1. Add a new SSL Client Profile and Configure according to the picture below.
   
   
   
2. Configure the UMS WEB Certificates and Key.
   
   
   

3. TLSv1.3 is used in the connection from the Device to UMS so the ciphers must be customized.

   Ciphers	f5-default can be used as Cipher Group
   Options List	disable the “No TLSv1.3” entry in the Enabled Options list

   
   
   
   

4. The necessary customizations for Client Certificate Authentication are:
   

   Client Certificate	This value must be set to request
   Trusted Certificate Authorities	Set to UMS-ESTCA-Certificate
   Advertised Certificate Authorities	Can be set to UMS-ESTCA-Certificate

   
   
   

SSL Server Profile

The SSL Server Profile is used to set the SSL configuration for all requests to the Backend Servers (UMS).

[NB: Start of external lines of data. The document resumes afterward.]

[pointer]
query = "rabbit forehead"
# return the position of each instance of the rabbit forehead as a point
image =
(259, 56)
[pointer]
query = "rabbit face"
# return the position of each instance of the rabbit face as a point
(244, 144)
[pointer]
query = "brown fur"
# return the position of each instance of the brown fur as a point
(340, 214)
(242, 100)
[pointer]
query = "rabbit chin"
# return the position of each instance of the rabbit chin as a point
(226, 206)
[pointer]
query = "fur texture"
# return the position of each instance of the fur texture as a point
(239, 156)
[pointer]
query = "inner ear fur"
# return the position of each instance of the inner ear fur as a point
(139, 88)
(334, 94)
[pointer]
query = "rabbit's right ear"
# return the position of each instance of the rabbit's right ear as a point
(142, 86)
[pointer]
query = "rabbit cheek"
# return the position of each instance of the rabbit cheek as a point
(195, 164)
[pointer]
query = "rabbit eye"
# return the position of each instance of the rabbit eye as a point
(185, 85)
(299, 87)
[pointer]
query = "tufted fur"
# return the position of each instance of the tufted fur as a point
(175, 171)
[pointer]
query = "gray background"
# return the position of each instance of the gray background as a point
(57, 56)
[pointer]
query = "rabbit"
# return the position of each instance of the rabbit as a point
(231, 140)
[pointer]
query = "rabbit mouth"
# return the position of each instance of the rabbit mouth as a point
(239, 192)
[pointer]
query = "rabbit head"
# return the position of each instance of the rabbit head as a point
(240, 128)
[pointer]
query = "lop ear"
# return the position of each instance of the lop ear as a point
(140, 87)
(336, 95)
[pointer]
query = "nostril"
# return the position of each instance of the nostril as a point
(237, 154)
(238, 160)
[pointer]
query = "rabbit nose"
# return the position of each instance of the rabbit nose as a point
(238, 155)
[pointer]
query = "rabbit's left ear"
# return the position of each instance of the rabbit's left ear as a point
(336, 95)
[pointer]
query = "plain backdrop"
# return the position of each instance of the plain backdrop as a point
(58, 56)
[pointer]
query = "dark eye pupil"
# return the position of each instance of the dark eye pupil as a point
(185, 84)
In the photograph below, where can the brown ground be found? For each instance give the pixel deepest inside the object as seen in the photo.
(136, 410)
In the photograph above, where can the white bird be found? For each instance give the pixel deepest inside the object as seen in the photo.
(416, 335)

1. Create a new SSL Server Profile.
   
   
2. Set the Chain value to UMS Web Certificate Chain.
   
   
3. Set the TLSv 1.3 configuration the same as for the SSL Client Profile above.
   

Virtual Server Configuration

The Virtual Server defines the Listener in F5 BIG-IP.

1. Set the following values:

   Type	Standard
   Source Address	From which IP are requests allowed. Set it to * if this shouldn’t be evaluated
   Destination Address	The Address under which this Virtual Server is reachable
   Service Port	Select the UMS Port

   
   

   Protocol	TCP
   HTTP Profile	http, required to evaluate the HTTP Header
   SSL Profile (Client)	Add the earlier created Client SSL Profile
   SSL Profile (Server)	Add the earlier created Server SSL Profile
   Source Address Translation	Set it to Auto Map

   
   
   
   
   
   

2. Add the Pool and iRule to the Virtual Server.